The Treasure Coast end of the Indian River Lagoon faces numerous visible challenges, such as Lake Okeechobee water releases into the St. Lucie River. Researchers at the University of Central Florida are now looking to see if it also has a nearly invisible big problem – extremely high levels of tiny pieces of plastic.
Mark Perry, executive director, said the Florida Oceanographic Society and other local organizations will lend helping hands to a study funded by Indian River Lagoon National Estuary Program to find out if microplastics are as pervasive as one study indicated they may be.
“I’m glad to see that people are studying it and working on it and we can expand the efforts in the southern end of the lagoon to find out if this is one of the world’s worst areas,” Perry said.
Biologist Linda Walters and others at UCF published results of microplastics research on the northern end of the 156-mile Indian River Lagoon in the peer-reviewed Marine Pollution Bulletin in 2018. The researchers found 23 pieces of plastic on average in every liter of water from the Mosquito Lagoon they sampled. They found on average 16 pieces of plastic in adult oysters from that part of the Indian River Lagoon.
In the Central Florida press, Walters has repeatedly stated that these are the highest number of microplastics found in shellfish anywhere. The high level of microplastics in oysters north of the Treasure Coast gets locals’ attention.
“It’s definitely worrisome,” Perry said. “It’s concerning us all wherever there are shellfish and shellfish restoration going on.”
The society is involved in local oyster restoration programs.
Perry said that while the slate of speakers is still getting arranged, he expects Walters will be at the upcoming Indian River Lagoon Symposium to present the recent findings and additional research on Indian River Lagoon microplastics. She’s a member of the symposium’s steering committee. The symposium will be on Feb. 7-8 at Florida Atlantic University’s Harbor Branch Oceanographic Institute at 5600 N. U.S. 1, Fort Pierce. “We’ve known about microplastics for a long time, since the ’60s,” Perry said. “Now we’re finding high concentrations in certain areas.”

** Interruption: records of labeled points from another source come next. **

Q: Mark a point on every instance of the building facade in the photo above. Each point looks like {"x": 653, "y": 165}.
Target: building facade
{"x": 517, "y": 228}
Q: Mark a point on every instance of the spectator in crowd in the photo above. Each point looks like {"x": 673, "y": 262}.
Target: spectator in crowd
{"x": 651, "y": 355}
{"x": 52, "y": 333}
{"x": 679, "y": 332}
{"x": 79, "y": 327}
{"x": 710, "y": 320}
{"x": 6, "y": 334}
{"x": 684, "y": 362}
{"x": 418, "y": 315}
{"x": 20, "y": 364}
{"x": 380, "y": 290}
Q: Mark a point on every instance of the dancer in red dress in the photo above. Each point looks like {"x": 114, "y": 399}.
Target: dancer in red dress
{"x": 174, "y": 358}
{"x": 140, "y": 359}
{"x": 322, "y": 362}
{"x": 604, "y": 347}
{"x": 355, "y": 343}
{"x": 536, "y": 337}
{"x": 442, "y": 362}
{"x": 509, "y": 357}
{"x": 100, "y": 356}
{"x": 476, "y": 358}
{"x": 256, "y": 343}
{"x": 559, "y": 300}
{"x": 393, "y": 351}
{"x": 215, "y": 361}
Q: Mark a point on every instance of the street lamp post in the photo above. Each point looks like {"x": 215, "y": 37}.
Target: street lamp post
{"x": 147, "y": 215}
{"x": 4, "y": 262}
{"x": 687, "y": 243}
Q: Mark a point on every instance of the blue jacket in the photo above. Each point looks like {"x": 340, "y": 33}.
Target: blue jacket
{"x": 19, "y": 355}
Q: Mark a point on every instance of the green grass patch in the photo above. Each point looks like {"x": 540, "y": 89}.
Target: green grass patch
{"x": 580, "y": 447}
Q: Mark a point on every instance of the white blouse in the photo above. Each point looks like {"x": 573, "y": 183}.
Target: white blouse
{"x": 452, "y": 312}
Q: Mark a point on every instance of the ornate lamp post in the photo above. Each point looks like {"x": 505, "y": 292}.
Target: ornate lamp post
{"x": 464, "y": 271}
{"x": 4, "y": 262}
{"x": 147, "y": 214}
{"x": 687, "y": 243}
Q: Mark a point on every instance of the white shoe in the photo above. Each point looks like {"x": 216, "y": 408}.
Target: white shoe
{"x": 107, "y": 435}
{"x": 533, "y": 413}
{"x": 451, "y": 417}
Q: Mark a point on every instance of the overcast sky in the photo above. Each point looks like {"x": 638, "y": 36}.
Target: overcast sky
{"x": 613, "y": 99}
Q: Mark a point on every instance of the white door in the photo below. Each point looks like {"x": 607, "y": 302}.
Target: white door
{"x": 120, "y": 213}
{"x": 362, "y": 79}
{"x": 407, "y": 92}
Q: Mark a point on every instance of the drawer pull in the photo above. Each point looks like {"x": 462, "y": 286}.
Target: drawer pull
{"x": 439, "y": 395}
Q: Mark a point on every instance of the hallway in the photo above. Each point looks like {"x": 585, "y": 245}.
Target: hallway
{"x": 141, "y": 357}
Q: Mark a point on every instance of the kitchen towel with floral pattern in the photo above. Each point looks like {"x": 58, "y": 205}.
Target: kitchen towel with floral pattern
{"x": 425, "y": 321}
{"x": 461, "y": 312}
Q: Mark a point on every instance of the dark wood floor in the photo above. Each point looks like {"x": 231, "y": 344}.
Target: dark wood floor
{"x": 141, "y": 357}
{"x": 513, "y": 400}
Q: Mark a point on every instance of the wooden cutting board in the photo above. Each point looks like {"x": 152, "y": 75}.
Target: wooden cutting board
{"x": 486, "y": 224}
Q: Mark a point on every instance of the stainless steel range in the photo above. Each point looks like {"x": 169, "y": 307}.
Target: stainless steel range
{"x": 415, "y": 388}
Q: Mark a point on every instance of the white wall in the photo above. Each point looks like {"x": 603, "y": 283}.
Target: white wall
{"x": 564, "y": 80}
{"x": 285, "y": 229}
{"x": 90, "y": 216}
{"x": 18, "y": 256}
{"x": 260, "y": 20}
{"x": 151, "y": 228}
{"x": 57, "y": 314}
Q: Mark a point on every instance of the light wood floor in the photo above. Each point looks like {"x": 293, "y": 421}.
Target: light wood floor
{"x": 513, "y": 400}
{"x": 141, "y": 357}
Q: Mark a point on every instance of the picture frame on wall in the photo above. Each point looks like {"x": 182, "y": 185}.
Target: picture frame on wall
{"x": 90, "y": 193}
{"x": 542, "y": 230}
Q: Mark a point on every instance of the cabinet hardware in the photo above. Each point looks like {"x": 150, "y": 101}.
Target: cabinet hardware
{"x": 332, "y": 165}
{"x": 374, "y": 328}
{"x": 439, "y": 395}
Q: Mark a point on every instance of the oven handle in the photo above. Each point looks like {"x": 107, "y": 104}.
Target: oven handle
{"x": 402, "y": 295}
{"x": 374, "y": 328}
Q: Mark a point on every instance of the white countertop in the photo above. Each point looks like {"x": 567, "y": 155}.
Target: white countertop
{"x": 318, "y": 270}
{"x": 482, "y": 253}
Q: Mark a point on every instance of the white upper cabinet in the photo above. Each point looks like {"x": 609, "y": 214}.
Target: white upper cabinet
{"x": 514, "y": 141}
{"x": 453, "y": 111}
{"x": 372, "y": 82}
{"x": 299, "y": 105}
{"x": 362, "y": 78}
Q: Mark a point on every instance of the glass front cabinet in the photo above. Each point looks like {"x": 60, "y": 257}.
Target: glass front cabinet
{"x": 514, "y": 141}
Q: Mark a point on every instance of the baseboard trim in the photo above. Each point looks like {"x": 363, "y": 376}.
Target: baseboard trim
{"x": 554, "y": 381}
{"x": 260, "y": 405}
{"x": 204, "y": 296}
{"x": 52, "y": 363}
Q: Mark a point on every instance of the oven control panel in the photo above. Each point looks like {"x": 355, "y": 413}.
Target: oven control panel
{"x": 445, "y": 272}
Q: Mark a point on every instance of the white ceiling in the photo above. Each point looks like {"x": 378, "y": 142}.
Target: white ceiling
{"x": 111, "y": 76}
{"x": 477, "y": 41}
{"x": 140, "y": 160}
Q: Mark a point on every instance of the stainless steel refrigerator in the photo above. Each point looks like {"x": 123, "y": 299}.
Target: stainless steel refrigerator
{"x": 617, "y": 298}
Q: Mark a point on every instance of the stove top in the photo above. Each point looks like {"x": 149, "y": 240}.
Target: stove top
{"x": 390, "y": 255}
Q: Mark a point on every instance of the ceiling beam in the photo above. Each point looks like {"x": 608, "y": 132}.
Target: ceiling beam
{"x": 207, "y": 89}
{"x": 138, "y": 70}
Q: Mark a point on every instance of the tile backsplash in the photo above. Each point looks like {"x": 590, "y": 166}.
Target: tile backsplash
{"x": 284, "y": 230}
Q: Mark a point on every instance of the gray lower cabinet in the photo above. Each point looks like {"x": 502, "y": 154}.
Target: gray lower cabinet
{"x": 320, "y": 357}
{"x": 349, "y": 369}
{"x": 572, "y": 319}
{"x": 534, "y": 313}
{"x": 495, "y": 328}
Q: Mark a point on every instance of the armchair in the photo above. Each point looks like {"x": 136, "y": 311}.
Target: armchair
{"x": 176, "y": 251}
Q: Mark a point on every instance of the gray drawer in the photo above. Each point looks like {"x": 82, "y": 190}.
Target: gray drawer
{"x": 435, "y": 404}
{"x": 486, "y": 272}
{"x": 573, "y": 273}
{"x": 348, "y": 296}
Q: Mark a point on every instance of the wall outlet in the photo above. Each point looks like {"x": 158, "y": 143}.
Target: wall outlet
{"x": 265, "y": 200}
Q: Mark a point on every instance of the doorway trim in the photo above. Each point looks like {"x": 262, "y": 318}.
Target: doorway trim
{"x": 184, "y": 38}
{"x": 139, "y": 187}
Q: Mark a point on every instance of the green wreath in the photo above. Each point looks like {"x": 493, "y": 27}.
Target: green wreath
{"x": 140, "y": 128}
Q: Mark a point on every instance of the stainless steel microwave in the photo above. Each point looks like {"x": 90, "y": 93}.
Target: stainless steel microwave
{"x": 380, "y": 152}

The National Oceanic and Atmospheric Administration defines microplastics as any piece that’s less than 5 millimeters. There are manufactured microplastics used in products such as clothing. Then there are unintended microplastics from things such as loose fishing line breaking down over time, Perry explained in a previous St. Lucie Voice interview. “Our plastics end up in the water and break up to smaller and smaller pieces,” he said in the previous interview.
Perry explained that as plastic breaks down, smaller and smaller creatures end up eating it. Of course, the smaller the creature, generally the lower it is in the food chain. Things that eat smaller creatures ingest the plastic with them. They, in turn, get eaten by larger creatures, and the plastic – which can’t be digested – works its way to the top of food chains. He said rescuers are discovering birds that stopped eating because they couldn’t anymore.
“They’re finding their guts full of this plastic,” Perry said in that interview. “They’re full and can’t eat anything else.”
Additionally, plastic in the ocean doesn’t have to work its way into food chains to be a problem. It also acts as a binder, a material that attracts and holds others. Perry said the things that bind to plastic to stay in the ocean are never good.
“There’s a lot of unknown about microplastic,” Perry said in the recent interview. “What we seem to know is it’s really getting to be a problem. It’s showing up everywhere. It’s in marine life and maybe our tissue.”
The UCF researchers said most of the microplastic they found in oysters from the Mosquito Lagoon was apparently from ropes and possibly clothing. They’re unsure if the especially high number of microplastics is due to the estuary being a semi-closed system with limited flushing and rapid nearby development, or due to the timing of the study. What the researchers want to do next is expand the study with simultaneous samplings throughout the Indian River Lagoon from different times of the year.
Oysters are filter feeders, so are especially prone to acquiring microplastics.